# Structure of vector bundles over $(\mathbb P^1)^r$

Fix an algebraically closed field $$k$$ of characteristic zero. I would like to know a classification of all vector bundles on $$(\mathbb P_k^1)^r$$, or at least of semistable vector bundles.

A theorem of Grothendieck states that a vector bundle $$E$$ of rank $$m$$ on $$\mathbb P^1$$ decomposes as a direct sum of line bundles: $$E \cong \mathcal O(a_1) \oplus \dots \oplus \mathcal O(a_r)$$.

Let $$X$$ be the $$r$$-fold fibre product of $$\mathbb P^1$$'s. We know (Hartshorne III Ex 12.6) that $$\operatorname{Pic}(X) = \mathbb Z^r$$, so every line bundle on $$X$$ is of the form $$\pi_1^*\mathcal O_{\mathbb P^1}(a_1) \otimes \cdots \otimes \pi_r^*\mathcal O_{\mathbb P^1}(a_r)$$, with $$\pi_i$$ the projection maps.

For $$r=2$$, we can find vector bundles of rank $$2$$ by computing $$\operatorname{Ext}^1(\pi_i^*\mathcal O_{\mathbb P^1}(a_i), \pi_j^*\mathcal O_{\mathbb P^1}(a_j))$$, which is non-trivial if $$a_i \leq -2$$ and $$a_j \geq 0$$ or if $$a_i \geq 0$$ and $$a_j \leq -2$$.

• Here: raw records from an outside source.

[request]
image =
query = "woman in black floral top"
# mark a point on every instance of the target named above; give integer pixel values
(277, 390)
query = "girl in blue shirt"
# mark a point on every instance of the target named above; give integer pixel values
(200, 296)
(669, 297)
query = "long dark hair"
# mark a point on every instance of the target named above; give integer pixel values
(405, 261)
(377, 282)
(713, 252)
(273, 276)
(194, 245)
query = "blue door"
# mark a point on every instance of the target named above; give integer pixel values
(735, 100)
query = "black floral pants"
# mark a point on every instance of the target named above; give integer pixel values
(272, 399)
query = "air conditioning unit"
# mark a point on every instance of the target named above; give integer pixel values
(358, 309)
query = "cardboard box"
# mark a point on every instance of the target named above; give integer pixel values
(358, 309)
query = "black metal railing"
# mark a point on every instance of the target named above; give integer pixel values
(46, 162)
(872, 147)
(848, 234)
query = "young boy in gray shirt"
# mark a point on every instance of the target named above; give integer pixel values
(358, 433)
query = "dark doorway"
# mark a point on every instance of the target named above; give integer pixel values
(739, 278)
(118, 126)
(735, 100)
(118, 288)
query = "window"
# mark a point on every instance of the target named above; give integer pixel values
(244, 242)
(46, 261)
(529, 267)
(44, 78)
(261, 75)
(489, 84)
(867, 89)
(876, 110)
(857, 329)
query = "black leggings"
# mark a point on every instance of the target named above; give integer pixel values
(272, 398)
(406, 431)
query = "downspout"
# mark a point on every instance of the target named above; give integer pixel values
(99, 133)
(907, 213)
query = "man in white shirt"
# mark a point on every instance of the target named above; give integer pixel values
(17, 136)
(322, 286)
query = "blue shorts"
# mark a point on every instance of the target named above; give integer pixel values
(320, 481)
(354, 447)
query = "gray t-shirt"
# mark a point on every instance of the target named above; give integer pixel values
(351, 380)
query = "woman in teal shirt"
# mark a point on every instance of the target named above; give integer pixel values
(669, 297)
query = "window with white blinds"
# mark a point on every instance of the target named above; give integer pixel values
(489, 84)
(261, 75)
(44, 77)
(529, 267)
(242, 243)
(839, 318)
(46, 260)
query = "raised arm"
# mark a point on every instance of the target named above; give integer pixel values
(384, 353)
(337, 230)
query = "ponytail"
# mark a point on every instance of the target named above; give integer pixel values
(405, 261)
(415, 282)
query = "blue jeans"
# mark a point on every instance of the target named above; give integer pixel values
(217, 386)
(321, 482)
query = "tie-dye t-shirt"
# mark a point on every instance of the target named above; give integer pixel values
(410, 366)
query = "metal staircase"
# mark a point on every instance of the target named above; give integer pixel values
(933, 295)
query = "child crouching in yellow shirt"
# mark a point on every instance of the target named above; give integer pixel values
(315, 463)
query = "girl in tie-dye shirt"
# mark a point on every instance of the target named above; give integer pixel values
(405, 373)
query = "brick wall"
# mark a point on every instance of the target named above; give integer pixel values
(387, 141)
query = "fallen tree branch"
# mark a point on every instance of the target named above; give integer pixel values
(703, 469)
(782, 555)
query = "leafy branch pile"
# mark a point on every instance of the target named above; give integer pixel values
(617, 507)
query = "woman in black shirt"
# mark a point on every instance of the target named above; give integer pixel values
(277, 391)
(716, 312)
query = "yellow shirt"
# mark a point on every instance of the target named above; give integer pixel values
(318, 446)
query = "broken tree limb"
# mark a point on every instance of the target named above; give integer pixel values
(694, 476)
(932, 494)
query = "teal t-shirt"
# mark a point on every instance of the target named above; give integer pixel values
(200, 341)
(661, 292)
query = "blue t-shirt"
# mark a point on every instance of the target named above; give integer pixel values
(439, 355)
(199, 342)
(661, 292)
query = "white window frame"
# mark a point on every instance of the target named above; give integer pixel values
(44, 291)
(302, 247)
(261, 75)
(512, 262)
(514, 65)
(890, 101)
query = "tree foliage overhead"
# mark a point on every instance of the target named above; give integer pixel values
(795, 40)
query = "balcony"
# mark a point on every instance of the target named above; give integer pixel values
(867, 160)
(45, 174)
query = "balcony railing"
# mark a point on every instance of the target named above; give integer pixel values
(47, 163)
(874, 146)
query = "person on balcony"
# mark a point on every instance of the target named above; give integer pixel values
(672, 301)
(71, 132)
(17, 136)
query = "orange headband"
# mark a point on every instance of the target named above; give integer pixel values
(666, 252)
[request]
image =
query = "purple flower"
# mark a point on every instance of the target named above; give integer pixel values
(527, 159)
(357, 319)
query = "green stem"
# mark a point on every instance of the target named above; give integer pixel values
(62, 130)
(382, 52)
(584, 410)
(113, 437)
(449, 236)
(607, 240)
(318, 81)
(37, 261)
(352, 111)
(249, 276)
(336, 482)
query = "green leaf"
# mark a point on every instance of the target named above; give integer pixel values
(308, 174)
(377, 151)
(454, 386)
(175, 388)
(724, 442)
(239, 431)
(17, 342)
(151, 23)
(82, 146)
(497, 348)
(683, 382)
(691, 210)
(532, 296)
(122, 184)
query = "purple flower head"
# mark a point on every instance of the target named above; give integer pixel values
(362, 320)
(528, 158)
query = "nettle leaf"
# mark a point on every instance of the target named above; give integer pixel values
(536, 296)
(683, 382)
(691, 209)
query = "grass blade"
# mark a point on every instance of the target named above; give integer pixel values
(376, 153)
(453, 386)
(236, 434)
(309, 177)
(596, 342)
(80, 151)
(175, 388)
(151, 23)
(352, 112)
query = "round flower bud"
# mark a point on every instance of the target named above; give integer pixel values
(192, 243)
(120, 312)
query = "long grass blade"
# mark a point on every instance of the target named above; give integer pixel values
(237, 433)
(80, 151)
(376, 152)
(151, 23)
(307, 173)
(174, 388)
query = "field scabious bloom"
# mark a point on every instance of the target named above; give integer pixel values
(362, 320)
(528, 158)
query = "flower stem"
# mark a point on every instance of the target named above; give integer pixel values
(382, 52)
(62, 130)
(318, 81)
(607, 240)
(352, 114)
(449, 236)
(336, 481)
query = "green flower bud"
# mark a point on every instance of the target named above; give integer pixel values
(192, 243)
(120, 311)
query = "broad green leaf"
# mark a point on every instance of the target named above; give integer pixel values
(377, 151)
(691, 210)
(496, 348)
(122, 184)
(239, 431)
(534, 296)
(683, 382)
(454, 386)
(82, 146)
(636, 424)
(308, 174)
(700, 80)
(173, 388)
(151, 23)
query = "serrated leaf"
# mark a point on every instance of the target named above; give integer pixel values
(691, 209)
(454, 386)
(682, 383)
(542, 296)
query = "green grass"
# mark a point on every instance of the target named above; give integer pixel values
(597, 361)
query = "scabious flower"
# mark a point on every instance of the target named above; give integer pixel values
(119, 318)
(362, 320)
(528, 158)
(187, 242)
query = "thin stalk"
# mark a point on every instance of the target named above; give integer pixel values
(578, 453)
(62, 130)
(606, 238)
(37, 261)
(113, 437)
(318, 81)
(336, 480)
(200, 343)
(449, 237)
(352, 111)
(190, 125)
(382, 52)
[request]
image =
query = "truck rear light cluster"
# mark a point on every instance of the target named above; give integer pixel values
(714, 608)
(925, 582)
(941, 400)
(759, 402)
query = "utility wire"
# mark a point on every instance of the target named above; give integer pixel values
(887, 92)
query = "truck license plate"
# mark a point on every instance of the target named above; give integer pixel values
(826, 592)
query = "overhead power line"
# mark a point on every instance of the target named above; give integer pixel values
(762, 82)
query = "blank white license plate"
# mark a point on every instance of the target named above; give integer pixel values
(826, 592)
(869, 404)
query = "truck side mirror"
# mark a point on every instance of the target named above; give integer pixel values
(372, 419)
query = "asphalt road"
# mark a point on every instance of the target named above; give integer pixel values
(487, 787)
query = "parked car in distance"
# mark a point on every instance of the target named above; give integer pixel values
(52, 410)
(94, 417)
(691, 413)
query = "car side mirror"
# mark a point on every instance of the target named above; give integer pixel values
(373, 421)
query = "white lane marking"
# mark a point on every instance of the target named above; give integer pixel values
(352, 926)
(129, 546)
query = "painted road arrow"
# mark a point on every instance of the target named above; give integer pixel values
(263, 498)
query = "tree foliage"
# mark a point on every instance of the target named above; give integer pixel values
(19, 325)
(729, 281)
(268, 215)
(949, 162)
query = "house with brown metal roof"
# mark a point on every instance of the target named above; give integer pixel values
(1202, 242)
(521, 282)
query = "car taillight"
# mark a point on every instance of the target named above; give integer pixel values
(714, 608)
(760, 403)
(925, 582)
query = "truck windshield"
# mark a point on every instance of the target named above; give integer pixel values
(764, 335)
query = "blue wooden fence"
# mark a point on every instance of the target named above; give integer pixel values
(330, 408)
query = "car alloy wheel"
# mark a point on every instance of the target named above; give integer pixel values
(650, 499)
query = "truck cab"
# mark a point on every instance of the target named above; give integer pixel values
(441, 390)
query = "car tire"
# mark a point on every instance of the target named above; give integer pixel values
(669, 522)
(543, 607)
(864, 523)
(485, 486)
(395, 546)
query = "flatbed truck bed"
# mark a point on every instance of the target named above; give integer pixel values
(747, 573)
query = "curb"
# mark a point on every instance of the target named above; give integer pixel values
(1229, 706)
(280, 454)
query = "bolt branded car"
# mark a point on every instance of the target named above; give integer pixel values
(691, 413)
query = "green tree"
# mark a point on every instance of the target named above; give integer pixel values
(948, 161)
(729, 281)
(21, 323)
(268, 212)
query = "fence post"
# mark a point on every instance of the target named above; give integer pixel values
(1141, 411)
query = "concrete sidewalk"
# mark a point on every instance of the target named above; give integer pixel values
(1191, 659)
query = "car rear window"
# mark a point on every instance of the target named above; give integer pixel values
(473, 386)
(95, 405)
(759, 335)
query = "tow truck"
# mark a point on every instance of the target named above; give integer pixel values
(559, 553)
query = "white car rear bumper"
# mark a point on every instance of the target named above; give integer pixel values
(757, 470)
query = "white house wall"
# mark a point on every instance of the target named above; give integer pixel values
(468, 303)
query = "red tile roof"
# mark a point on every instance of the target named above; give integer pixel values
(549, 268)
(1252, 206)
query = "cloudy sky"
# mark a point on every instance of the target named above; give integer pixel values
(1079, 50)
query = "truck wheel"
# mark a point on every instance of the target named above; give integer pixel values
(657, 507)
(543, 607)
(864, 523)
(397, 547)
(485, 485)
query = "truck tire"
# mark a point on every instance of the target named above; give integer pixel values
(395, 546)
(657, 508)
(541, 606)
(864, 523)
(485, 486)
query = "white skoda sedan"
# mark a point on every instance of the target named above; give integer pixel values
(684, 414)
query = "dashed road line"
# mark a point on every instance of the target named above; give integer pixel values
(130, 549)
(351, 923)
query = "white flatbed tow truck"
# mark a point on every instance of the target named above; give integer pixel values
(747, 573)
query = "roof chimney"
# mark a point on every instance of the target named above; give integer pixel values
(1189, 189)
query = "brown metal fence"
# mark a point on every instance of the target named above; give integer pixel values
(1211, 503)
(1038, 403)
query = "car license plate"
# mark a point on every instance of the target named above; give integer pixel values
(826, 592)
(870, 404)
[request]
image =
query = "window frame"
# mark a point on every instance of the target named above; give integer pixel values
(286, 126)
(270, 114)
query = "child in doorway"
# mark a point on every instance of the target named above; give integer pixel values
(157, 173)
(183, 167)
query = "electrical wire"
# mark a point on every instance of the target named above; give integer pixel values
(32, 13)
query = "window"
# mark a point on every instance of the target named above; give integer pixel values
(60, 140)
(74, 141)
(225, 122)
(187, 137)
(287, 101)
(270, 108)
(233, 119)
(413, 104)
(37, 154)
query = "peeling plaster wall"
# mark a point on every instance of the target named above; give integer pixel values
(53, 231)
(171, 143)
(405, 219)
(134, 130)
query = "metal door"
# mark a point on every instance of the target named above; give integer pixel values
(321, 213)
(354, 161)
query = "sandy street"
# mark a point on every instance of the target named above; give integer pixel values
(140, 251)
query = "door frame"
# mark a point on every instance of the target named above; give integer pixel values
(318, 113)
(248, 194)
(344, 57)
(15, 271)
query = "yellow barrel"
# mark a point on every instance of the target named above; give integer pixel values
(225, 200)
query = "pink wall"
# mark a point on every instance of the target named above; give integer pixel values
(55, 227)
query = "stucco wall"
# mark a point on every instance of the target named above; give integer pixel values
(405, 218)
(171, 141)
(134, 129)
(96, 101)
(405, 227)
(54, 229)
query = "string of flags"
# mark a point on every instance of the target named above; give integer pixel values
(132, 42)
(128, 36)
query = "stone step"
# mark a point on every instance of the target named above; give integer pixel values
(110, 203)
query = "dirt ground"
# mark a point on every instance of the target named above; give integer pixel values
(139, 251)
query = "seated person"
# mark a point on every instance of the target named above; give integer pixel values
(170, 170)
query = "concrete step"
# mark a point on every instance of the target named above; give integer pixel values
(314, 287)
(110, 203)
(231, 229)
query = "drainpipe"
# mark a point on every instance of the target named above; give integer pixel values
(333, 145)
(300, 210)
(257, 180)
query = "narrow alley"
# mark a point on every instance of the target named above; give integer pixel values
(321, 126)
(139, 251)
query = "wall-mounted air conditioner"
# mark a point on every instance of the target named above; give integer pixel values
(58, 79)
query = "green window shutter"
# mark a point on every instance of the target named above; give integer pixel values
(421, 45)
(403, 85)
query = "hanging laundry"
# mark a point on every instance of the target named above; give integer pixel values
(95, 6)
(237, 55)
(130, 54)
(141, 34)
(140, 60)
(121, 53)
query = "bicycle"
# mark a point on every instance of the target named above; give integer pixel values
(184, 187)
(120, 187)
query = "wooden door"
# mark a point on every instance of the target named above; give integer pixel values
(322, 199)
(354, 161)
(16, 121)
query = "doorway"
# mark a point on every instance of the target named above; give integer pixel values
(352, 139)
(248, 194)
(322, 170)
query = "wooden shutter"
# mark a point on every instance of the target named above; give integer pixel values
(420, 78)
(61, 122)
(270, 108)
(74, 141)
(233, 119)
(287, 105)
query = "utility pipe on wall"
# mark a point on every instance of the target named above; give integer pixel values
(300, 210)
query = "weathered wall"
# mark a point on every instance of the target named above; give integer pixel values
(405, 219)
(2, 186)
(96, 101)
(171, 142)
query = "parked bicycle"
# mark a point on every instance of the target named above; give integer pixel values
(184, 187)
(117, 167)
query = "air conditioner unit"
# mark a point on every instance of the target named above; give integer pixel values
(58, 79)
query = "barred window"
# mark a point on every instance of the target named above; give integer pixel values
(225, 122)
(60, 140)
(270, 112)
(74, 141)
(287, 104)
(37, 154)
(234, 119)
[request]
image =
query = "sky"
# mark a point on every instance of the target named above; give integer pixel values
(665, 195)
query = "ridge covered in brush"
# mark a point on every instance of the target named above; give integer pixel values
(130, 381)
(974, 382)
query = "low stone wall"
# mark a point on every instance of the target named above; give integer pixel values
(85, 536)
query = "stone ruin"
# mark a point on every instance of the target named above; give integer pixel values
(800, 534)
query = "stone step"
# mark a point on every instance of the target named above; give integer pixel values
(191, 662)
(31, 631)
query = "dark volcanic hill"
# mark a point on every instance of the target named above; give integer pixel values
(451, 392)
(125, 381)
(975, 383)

Does every rank $$2$$ vector bundle on $$(\mathbb P^1)^2$$ arise as such an extension? What about vector bundles of rank $$2$$ on $$(\mathbb P^1)^r$$ for $$r> 2$$? What about bundles of higher rank? What do vector bundles corresponding to non-trivial extensions look like in terms of transition functions?

By the Harder-Narasimhan filtration, every vector bundle on a projective scheme arises as an iterated extension of semistable vector bundles. Of the line bundles which arise as direct sums of tensor products of pullbacks of line bundles on $$\mathbb P^1$$ as above, it is not hard to show that the only semistable such are those of the form $$\bigoplus_{i=1}^m (\pi_1^*\mathcal O_{\mathbb P^1}(a_1) \otimes \cdots \otimes \pi_r^*\mathcal O_{\mathbb P^1}(a_r))$$. Are there any other semistable vector bundles on $$X$$?

Vector bundles on these are much more complicated. Consider $$r=2$$. We have a two to one map to the projective plane and we can pull back vector bundles from the plane. If $$E,F$$ are bundles on the plane and they become isomorphic when you pull back, then $$E\oplus E(-1)$$ and $$F\oplus F(-1)$$ must be isomorphic.